73 名前:VIPがお送りします [] 投稿日:2012/07/13(金) 20:23:31.83 ID:yI48GmpG0
むしろこれからだろうが…


74 名前:VIPがお送りします [] 投稿日:2012/07/13(金) 20:25:07.14 ID:qTdtekf20
>>73
ごめんなさい、早朝3:30からの勤務なので、そろそろ寝ないと間にあわないんです……。

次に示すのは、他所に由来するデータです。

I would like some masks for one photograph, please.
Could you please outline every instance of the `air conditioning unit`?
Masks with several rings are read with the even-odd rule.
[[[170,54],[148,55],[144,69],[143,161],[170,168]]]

75 名前:VIPがお送りします [] 投稿日:2012/07/13(金) 20:27:54.69 ID:yI48GmpG0
どんな仕事なんだ…
まぁ そのうち続き書いてくれるなら別にいいや


76 名前:VIPがお送りします [] 投稿日:2012/07/13(金) 20:28:10.66 ID:dr5YomMk0
あのね展開はまだか


77 名前:VIPがお送りします [] 投稿日:2012/07/13(金) 20:34:33.03 ID:qTdtekf20
>>75
重ねて申し訳ありません、魚河岸で働いてるもので……。
朝が早くて夜も遅いんです……。

このスレが落ちたら、続きスレを立ててもいいのでしょうか?
残っていましたらそのまま続けさせて頂きますが……。